No. You lose a lot of flexibility that way. Always take pictures in colour mode (and preferably raw mode). That way, you can tweak the levels of each colour channel before converting to grey scale. Monochrome images can look a bit flat when taken on digital cameras. The reason is partly because monochrome films tend not to have flat colour response curves and will emphasise different parts of the spectrum. There is plenty of information about monochrome digital photography, for example
Another advantage of shooting in colour mode is that you can create toned (desaturated) images. Always shoot in colour+raw mode and do your own conversions to monochrome. Never let your camera do it for you.
I'll try to find some more sites. The one that linked to was pretty random.
Another reason why monochrome photography (both film and digital) can look so flat is that it is difficult to avoid looking at colours when composing images. You must ignore colour differences and concentrate on tone (brightness), contrast and, more importantly, texture.

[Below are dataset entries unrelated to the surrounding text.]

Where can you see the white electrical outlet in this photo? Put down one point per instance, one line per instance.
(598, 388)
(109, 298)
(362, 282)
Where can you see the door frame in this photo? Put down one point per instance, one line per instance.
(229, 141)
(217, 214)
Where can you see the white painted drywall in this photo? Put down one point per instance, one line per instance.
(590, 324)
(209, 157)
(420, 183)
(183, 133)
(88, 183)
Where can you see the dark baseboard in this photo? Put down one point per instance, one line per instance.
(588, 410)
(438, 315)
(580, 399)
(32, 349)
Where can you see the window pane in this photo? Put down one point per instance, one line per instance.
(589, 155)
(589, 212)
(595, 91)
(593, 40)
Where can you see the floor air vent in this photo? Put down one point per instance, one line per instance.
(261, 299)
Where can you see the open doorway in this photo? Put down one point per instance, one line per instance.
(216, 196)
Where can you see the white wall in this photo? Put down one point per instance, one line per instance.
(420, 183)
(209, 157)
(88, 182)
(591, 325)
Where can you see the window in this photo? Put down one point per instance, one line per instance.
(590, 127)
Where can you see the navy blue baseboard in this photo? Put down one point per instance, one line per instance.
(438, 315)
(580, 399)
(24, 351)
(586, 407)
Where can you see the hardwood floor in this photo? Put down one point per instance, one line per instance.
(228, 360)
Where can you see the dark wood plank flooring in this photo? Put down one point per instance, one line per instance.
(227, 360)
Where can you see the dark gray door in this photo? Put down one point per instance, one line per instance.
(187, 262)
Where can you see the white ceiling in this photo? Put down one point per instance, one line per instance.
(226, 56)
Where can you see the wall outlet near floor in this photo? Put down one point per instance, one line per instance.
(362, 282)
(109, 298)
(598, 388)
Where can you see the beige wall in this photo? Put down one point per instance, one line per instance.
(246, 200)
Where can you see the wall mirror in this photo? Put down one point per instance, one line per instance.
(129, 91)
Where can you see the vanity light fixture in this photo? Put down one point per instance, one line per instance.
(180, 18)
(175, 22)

The only advantage for shooting in B&W mode that I can think of is that if your camera has a digital display (rather than a view-finder), you will see a monochrome image before you make the exposure. This would certainly be useful for making a test exposure if you have the time.
Faced with the choice between changing one’s mind and proving that there is no need to do so,
almost everyone gets busy on the proof. -- J.K. Galbraith
Edited by micksharpe (Mon 23-Mar-15 00:25:50)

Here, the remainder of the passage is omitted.